There is really not much doing at all so far today. USD/CAD has traded in a tight range, with the CAD ignoring weaker oil prices at least so far today. Canadian GDP data for October are released this morning while US data reports include personal spending and durable good data for November as well as weekly jobless claims.
We are seeing a quiet hand off from Europe, with most continental equity exchanges already closed and few market participants sticking around for the US data reports even if there is the risk of some quite weak data from the jobless claims data. Yesterday’s US 5-year auction was a little “sloppy”, with a softish bid/cover ration of 2.06 relative to recent auctions and a little slippage in the indirect bid that is seen as an indication of foreign central bank demand. Market remains concerned by the prospect of the US economy having to shift a huge amount of debt next year to finance the various economic and financial support initiatives at a time when sovereign investors either have less surplus savings to invest or are starting to ponder –openly – just how much more US debt they want to purchase (ignoring the rather lofty price of US Treasury debt at the moment). Analysts continue to look for generalised USD weakness next year relative to the major currencies. For today, however, the session is likely to remain relatively quiet; EUR/USD has traded in a sideways range for the past few sessions and that pattern seems likely to remain intact for a little longer. USD’s powers of recovery is expected to remain relatively limited as the impact of the Fed’s balance sheet expansion and move to non-conventional monetary policy weigh against a significant rebound.

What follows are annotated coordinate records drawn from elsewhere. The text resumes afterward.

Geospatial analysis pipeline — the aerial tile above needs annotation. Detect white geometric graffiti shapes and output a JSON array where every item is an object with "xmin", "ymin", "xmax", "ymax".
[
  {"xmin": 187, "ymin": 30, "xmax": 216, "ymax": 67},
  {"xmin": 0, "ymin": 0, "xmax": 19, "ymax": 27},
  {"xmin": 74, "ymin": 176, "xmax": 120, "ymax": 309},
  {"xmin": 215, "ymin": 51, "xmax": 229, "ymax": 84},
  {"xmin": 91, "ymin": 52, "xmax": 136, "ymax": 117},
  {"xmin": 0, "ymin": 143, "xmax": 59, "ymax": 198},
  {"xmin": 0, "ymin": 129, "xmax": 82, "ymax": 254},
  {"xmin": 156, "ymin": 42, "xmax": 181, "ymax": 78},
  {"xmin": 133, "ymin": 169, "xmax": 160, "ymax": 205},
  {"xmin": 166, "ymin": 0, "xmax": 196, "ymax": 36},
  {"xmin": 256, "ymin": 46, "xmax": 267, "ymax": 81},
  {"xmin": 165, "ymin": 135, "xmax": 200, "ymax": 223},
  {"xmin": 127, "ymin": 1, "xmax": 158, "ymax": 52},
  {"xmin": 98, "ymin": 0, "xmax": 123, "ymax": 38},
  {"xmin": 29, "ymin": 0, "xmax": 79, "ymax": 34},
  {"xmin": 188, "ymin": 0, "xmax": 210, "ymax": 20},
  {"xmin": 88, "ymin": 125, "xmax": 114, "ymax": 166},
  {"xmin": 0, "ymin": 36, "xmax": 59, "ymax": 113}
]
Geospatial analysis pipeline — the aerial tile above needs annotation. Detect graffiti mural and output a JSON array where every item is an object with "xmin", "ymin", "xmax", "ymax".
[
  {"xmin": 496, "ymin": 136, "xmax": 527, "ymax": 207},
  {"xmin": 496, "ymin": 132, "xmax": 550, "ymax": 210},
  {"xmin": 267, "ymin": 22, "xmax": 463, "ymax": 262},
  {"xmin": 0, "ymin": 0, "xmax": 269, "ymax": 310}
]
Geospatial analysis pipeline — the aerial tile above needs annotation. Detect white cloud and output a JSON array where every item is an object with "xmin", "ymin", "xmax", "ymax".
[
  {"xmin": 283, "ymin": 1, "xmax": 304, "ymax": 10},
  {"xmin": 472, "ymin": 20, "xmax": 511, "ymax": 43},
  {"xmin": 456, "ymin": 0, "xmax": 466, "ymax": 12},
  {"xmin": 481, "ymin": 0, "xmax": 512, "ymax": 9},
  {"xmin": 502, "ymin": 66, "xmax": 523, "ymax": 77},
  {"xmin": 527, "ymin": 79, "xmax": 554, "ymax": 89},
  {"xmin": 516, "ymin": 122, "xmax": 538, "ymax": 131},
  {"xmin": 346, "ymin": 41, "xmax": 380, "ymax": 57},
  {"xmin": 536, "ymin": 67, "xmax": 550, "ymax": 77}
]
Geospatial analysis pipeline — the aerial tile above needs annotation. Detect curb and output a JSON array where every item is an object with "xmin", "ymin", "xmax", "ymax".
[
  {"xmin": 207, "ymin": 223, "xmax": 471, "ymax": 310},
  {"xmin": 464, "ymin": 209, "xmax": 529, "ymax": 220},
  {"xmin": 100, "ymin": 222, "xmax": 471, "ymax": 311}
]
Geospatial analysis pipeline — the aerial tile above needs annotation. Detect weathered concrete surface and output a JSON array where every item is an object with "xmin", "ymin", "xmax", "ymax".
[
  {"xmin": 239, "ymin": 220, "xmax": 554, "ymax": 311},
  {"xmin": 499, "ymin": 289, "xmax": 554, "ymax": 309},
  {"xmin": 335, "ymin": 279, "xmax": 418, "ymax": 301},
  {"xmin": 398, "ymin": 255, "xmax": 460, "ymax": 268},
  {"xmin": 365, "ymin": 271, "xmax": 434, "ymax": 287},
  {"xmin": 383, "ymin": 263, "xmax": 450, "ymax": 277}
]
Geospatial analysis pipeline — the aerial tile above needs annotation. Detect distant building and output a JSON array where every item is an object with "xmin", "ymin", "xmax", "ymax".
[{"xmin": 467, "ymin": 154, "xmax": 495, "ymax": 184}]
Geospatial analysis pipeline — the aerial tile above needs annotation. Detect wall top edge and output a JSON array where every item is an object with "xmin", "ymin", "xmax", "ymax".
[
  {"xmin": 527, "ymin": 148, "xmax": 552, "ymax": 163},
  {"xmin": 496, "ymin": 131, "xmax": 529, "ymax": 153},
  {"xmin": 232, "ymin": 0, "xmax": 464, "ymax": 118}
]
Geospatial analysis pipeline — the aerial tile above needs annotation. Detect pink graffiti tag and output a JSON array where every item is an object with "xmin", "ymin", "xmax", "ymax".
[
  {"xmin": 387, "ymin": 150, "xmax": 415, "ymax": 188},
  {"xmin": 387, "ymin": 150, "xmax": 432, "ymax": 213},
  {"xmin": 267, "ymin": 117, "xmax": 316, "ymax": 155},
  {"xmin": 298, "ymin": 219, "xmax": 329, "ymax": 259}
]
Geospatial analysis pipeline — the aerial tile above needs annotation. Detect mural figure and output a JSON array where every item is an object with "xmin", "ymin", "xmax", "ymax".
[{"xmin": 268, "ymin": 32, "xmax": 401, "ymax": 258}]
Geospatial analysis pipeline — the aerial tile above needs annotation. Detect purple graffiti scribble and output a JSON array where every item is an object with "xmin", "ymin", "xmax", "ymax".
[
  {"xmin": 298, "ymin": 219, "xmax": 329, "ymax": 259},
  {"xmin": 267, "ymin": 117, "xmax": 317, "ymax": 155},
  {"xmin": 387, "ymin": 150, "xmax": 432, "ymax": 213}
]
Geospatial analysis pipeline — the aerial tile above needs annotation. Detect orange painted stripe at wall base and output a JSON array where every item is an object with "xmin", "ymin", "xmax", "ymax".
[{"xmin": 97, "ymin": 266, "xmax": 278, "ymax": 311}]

While yesterday’s US housing data suggest that this vital part of the economy remains profoundly weak, there are some signs that the authorities’ attempts to massage mortgage rates lower is starting to have an impact on mortgage application activity; there have been some big swings in the weekly MBA mortgage applications data recently but this morning’s 48% rise in applications suggests that the housing market may still have a pulse.
Data
- Yesterday’s US housing data was extremely soft. New home sales fell 2.9% in November, which was a slightly smaller decline than expected, but thanks to downward revisions to prior months, the level of sales was still worse than expected at only 407K. After seeing some stability for the last several months, existing sales started sliding again, falling by 8.6% in
November. This pushed the months supply of homes for sale back above 11 months for the first time since June, nearly matching the inventory level for new homes. Looking at the price data, resale home prices continued to fall, as the NAR estimates the 45% of sales are due to foreclosures, and are now down more than 21% from their peak in mid-2006. However, new home prices picked up a bit in November and are down “only” about 16% from their peak levels. Home builders may have to take a page from the firesale resale home prices if they ever hope to clear out their inventory of completed homes for sales, which has shown no signs of pulling back. Hopefully now that the 30-year mortgage rate is at a five and a half year low (according to this morning’s weekly MBA data), this will help to spur home sales in December. We’ve already
seen a major rise in refinancing applications since mortgage rates started to come down a couple of weeks ago. - Today in the US we get another big spurt of data with the income and spending numbers and the durable goods report for November. The key metric in the income and spending report
will be real spending, since that will give us a better idea of just how big of a drag PCE will be on Q4 GDP. While retail sales exautos and gasoline posted a surprising 0.3% gain in November,
a lot of analysts were sceptical, and suspect that either there was a problem with the seasonal factors due to the timing of Thanksgiving, and that there will be some payback in December, or that the number will eventually be revised downward. A second key figure to watch will be the core PCE deflator, as a downside surprise could re-ignite deflation fears, weighing on the USD. With the durable goods report markets are expecting to see a 3.0% M/M fall. And as usual, we’ll be watching core capital goods orders as a gauge of business investment. We’ve seen three consecutive 2% or more declines, and another similar-sized fall is likely in the cards for November.